L10 Performance Assessment: MOSART One-way Coupling

This page should describe Performance Assessment Tests performed for this stand alone feature and should provide links to all the result pages.

Summary

Model timing test was performed to compare MOSART against RTM, both running at 0.5 degree globally. MOSART supports three different decompositions set by namelist option, decomp_option.
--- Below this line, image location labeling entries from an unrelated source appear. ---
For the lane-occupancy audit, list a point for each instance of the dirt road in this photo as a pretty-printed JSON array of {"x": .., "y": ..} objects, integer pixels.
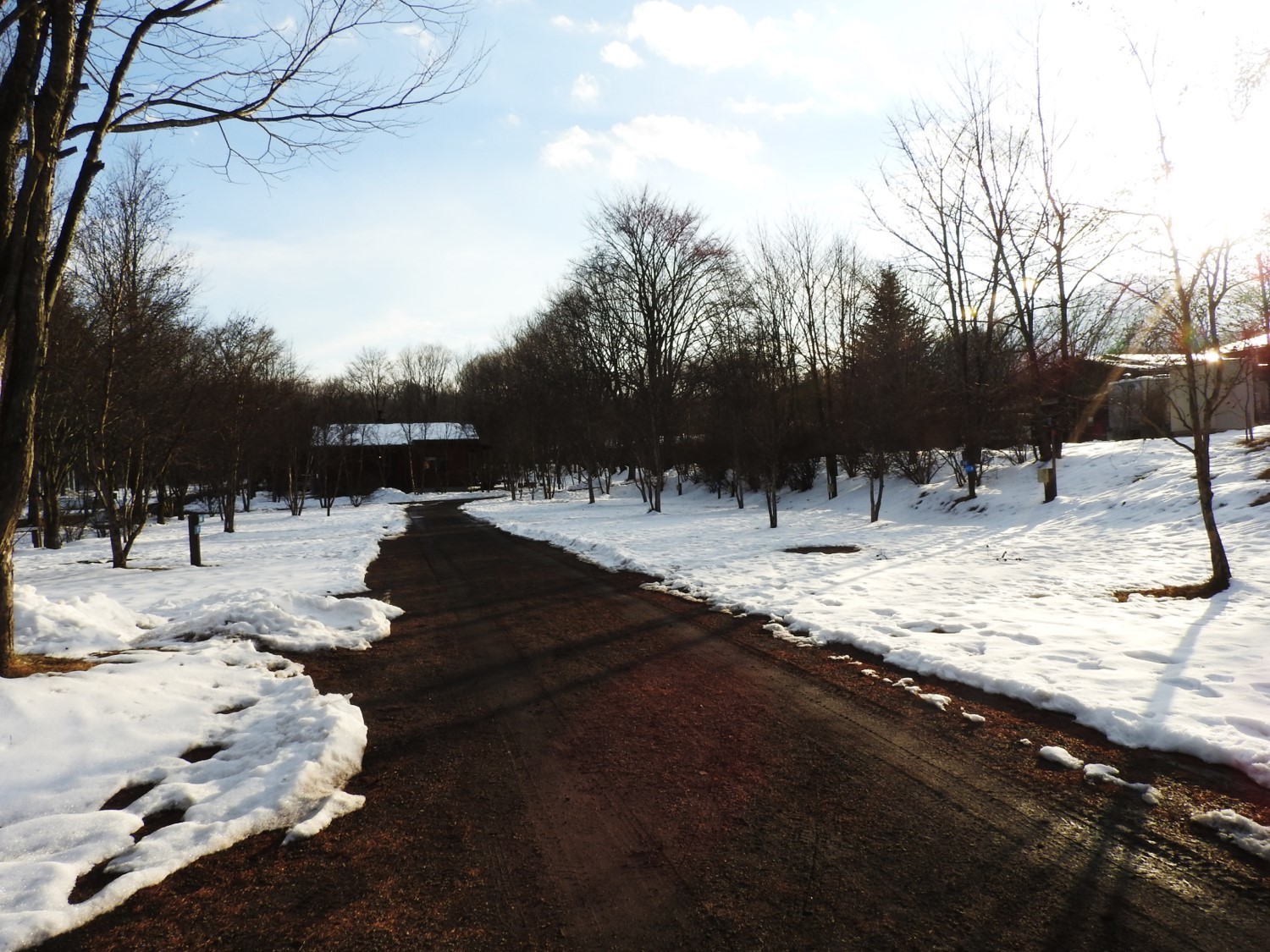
[{"x": 559, "y": 759}]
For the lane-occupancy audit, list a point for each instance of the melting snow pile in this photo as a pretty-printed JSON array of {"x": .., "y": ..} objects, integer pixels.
[
  {"x": 183, "y": 668},
  {"x": 1001, "y": 593},
  {"x": 1239, "y": 830}
]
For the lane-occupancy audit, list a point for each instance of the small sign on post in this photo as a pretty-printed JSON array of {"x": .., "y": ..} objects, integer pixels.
[{"x": 196, "y": 553}]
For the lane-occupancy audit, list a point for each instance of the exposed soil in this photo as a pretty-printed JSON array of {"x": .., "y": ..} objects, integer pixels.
[{"x": 561, "y": 759}]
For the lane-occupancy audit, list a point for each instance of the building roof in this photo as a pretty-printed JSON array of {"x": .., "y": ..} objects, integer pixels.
[{"x": 391, "y": 434}]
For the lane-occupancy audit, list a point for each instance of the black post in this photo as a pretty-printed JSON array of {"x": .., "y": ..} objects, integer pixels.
[{"x": 196, "y": 553}]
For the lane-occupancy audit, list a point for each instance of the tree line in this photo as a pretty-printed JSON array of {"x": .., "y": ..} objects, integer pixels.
[{"x": 145, "y": 408}]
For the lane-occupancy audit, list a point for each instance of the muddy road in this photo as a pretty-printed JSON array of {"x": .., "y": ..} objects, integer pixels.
[{"x": 561, "y": 759}]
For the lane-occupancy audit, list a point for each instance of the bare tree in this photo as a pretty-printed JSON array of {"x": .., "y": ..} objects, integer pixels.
[
  {"x": 76, "y": 71},
  {"x": 937, "y": 216},
  {"x": 660, "y": 281},
  {"x": 370, "y": 375},
  {"x": 246, "y": 363},
  {"x": 137, "y": 382},
  {"x": 422, "y": 375},
  {"x": 1189, "y": 302}
]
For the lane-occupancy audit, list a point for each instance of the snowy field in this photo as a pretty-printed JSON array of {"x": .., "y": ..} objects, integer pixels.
[
  {"x": 185, "y": 664},
  {"x": 1002, "y": 593}
]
Compared to RTM, MOSART represents a 3x-8x increase in cost, which is still relatively inexpensive compared to other model components.


Performance Test 1

Performance Test 1: Testing of model timing

Date last modified: 

Contributors: Anthony Craig; Hongyi Li

Provenance: (Run provenance Link, Code Tag, etc:)

 

Results:

Testing of model timing, on a linux cluster called Constance at PNNL, 90 day tests with restart turned off, the intel compiler, comp_run_barriers turned on (to isolate component timing), in I cases (IMCLM45 and ICLM45), with mosart running on the half degree global grid, on 24 tasks, the rof run time (multiple runs shown) is

- rtm: 0.06, 0.06 seconds/day

- mosart: 0.47, 0.52 seconds/day

Independent testing in CESM on yellowstone, suggests a difference in cost between rtm and mosart of 3x-5x.  This is expected given the differences in complexity of the rtm and mosart models.

Even with the 3x-8x increase in mosart cost compared to rtm, the mosart model is still going to be relatively inexpensive compared to other models in the system.  In the tests on constance, clm was run at T31 resolution which is 56x lower resolution than mosart (at half degree) and the clm run time was 1.2 seconds/day (or 2.5x higher).  On a per grid point basis, mosart is therefore about 140x less expensive than clm45.

Scaling tests were also done on constance for 90 days, no restarts, intel compiler, comp_run_barriers, IMCLM45, mosart on the half degree grid, the rof run time (multiple runs shown) vs pe count is

 

pe counts

Run1 (s/day)

Run2 (s/day)

12

1.08

1.09

23

0.47

0.52

48

0.25

0.25

96

0.14

0.14

192

0.11

0.11

384

0.11

 

 

Additional information:

MOSART currently supports three different decompositions; basin, 1d, and roundrobin.  These are set by a namelist option, decomp_option.  The basin decomposition ensures there is no off pe communication in downstream advection, the roundrobin decomp generally provides a well load balanced decomposition, and the 1d decomp is an alternative.  mosart cost varies by gridcell because the subcycling timestep depends on input parameters on a gridcell by gridcell basis.  In testing, the roundrobin performed the best because it provides the best internal load balance and communication cost is generally about 10% of the total cost at moderate pe counts in the half degree resolution.  roundrobin is the default decomposition.  All three decompositions result in bit for bit results.  Additional decompositions could be implemented that trade off load balance and communication cost further by providing a basin-driven decomposition that estimates cost on a gridcell by gridcell basis and allows for basins to be subdivided to balance cost on pes and minimize communication.  This would be most beneficial at higher pe counts where the relative cost of communication is higher.   This would almost certainly improve scaling at higher pe counts.

The downstream communication of water in mosart has been implemented using an mct sparse matrix multiply.  To ensure bit-for-bit results in the sparse matrix multiply, the sparse matrix multiply is performed with an "Xonly" strategy to eliminate partial sums.  This option is controllable via a namelist variable, smat_option.

Tests were performed with settings of "Xonly", "Yonly", and "opt" (which is "XandY") and performance varied minimally with "Xonly" performing best.  There are actually two sparse matrix multiplies in mosart. The first is for downstream advection, the second is for transport of water directly to outlet points.  Both are derived at initialization from the mosart input file "downstream index" field.  Water that is passed into mosart can either be tranported directly to the outlet points immediately or it can be transported downstream incrementally via the mosart solver.